Let’s go and look at the privacy policy. After all those people at furl have our privacy as a top priority. Guess why?
And we don’t need to look very far to understand the true nature of the service:

Who is collecting my information?

Furl usually collects the requested information. However, Furl has chosen select partners in order to provide certain services. In order to use certain services on the Site, it may be necessary to enter information that then goes to our partner and is not kept by Furl.

We contract with Coremetrics, a service partner, to provide us with a data collection and reporting service for our Site. If you access the Site, Coremetrics may collect information about you on our behalf. For further information, including how to opt out of such data gathering, please see: http://www.coremetrics.com/info_eluminate2.html.

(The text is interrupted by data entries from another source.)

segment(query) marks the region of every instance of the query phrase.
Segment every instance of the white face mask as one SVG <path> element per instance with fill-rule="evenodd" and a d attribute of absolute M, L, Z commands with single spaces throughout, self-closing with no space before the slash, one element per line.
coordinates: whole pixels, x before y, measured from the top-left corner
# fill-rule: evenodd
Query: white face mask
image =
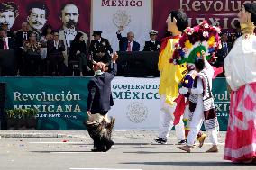
<path fill-rule="evenodd" d="M 102 74 L 104 74 L 104 72 L 102 72 L 101 70 L 96 70 L 96 71 L 95 72 L 94 76 L 99 76 L 99 75 L 102 75 Z"/>
<path fill-rule="evenodd" d="M 195 69 L 195 64 L 193 64 L 193 63 L 187 63 L 187 68 L 188 68 L 189 70 Z"/>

In other words: We don’t gather data, we let Coremetrics do it for us. And guess who is Coremetrics:

The company’s flagship product, Coremetrics Online Analytics 2004, is the industry’s only online marketing analytics platform that captures and stores all customer and visitor clickstream activity to build LIVE (Lifetime Individual Visitor Experience) profiles that serve as the foundation for all successful e-business initiatives. Through a patent-pending browser-based data collection technology, the Coremetrics Online Analytics 2004 Data Warehouse gathers and stores behavioral information directly from the visitor’s browser and records interactions in real-time to build LIVE Profiles.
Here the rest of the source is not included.